Developing effective interventions
Let’s look at two examples that demonstrate how identifying the prevalence and strength of norms by different actors can inform where interventions can be most effectively targeted and with which partners. The first example is the opportunity identified by Access to Finance Rwanda (AFR) to leverage norm change to increase the provision and uptake of productive credit by women entrepreneurs. Rwandan women business owners struggle to access and use productive credit to grow their businesses. Drawing on the practical norms classification framework developed by CGAP (Figure 2), the diagnostic showed that overall, the Rwandan context is one of relaxing norms with fewer sanctions for transgression and greater acceptance by women and other market actors for women to access and use financial services. However, the diagnostic also found that FSP behavior lags behind these shifts in multiple ways:
- They assume women prefer family funding despite evidence that women actively seek formal services;
- They maintain spousal consent requirements despite relaxing community norms around women’s financial autonomy; and
- They continue risk assessment practices that reflect outdated assumptions about women’s financial capabilities.
The increased flexibility in relevant norms suggests that FSPs that develop services based on evidence will benefit from the increased capacity of women to exercise financial autonomy. AFR used the insights from the gender norms diagnostic to identify opportunities to work with three Rwandan FSPs to support women-centered design of products for women-owned MSMEs.
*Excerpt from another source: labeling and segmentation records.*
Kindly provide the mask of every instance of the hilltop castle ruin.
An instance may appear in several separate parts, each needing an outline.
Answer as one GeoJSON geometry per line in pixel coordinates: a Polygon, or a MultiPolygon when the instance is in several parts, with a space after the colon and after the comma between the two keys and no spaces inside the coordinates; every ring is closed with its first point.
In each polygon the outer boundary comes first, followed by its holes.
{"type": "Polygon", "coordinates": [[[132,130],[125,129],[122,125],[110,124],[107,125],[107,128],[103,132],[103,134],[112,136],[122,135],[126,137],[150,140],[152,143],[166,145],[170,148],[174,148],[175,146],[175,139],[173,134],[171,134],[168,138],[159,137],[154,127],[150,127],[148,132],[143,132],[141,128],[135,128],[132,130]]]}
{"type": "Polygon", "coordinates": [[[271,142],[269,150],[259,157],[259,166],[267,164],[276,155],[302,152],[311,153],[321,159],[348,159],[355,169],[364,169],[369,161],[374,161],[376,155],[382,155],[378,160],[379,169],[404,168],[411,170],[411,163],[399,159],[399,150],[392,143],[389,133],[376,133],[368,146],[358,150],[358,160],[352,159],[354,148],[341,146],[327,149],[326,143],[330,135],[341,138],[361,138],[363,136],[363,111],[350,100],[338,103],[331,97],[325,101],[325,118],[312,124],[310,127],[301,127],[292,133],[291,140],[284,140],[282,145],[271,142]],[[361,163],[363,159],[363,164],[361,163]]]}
“[The husband’s signature is needed]… because we believe no woman can stand without her husband behind her.” MFI officer, Tanzania
In Tanzania, one of the key constraints to women’s access to productive credit is the lack of suitable bankable collateral. The Tanzanian gender norms diagnostic showed the norm “women should not own land or large assets” relaxing across all market actors, with women, FSPs, supporting function providers, and rule makers all considering this norm to be low-moderate in prevalence and strength. This creates an opportunity to leverage women’s asset ownership for greater financial inclusion. Tanzania’s forthcoming Secured Transactions Act will enable the implementation of a movable collateral registry, so that women, who tend to own such collateral, can formally register and pledge their assets. This registry will be a key risk management tool for FSPs and builds off existing supply-side willingness to use women’s assets, with some banks and MFIs already allowing the usage of movable collateral such as warehouse receipts or business equipment. The willingness of market actors to accept women’s asset ownership is a critical success factor of this registry. FSD Tanzania used the diagnostic and their experience with other aspects of women’s productive credit to prioritise supporting the Bank of Tanzania to operationalize the registry, and in a way that is inclusive of women.
The examples from Rwanda and Tanzania demonstrate that diagnostic findings offer essential context and nuanced insights for action. Simply stating that collateral is a challenge because “women shouldn’t own land” is too simplistic to drive meaningful change. Instead, understanding which market actors view this norm as low or moderately relevant enables targeted, effective interventions. Guidance developed by CGAP and the FSD network can help funders and market facilitators in this effort. Concrete examples of how to shift the behavior of financial service providers, regulators, credit bureaus, and other system actors can inspire broader change—provided there is a clear grasp of how the prevalence and strength of gender norms shape the actions of different stakeholders in each specific context.